Jun 16, 2014 22:27
I am definitely in a depressive state, or at least, transitioning into one.
My emotions are beyond out of control and are absolutely ruling me into being irrational. I have been overwhelmed with SI urges and I have come so fucking close to acting on them, it's stupid.
I LEA'd out of work after sobbing for an hour in my cubicle and planning my suicide. I put in a request to leave early so I could come home and cut myself. Luckily it takes about an hour for leave-early-requests to be approved and by the time I left I had become rational enough to recognize that I absolutely could not cut myself again.

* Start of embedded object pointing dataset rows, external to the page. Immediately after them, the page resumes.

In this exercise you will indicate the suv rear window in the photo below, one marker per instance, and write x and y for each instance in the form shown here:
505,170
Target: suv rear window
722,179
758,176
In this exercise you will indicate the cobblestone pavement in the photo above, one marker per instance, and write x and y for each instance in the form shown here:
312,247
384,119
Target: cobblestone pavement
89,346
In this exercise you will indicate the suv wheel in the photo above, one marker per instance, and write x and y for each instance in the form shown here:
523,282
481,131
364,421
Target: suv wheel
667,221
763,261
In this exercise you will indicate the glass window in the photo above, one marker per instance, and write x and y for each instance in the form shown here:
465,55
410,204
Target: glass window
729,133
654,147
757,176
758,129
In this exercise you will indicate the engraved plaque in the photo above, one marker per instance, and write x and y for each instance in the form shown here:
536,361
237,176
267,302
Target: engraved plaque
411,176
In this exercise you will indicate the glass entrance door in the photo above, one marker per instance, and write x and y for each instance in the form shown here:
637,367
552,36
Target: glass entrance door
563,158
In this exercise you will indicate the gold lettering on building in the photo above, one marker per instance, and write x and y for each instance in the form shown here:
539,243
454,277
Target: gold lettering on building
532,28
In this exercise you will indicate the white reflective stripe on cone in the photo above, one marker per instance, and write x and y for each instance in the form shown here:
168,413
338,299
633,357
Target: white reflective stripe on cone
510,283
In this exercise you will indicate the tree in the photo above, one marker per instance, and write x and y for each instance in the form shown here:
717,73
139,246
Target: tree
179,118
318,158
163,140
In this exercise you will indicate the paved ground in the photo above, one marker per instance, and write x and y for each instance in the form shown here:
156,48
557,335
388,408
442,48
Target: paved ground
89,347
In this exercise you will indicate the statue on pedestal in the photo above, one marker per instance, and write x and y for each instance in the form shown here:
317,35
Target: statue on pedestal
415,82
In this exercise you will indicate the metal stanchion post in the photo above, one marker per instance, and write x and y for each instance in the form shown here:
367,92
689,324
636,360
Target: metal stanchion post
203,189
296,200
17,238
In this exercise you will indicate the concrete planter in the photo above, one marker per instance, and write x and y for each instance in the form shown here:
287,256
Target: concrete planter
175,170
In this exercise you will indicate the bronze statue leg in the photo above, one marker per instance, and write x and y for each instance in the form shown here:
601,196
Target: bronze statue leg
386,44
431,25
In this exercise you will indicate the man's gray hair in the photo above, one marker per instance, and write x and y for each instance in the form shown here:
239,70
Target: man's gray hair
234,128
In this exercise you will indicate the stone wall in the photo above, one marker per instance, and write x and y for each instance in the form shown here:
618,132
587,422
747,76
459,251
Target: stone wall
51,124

I am flying off the handle about things that would usually only make me slightly uncomfortable or minimally upset, but for the past week everything has felt like the end of my existence and I can't imagine how I'm going to get through months of this.
I have to.
I know I have to.
But I don't know how.
I am horrified by my ability to plan every detail of my suicide and feel so sure of it; when I slip out of that mindset I am scared as fuck because if I had been in a situation where I could have followed through, I think I might have. I think I might. And I don't know what to do with that. Depressive episodes can last months and I can't just count on being at work or having someone with me whenever my brain goes there and I don't know what to do.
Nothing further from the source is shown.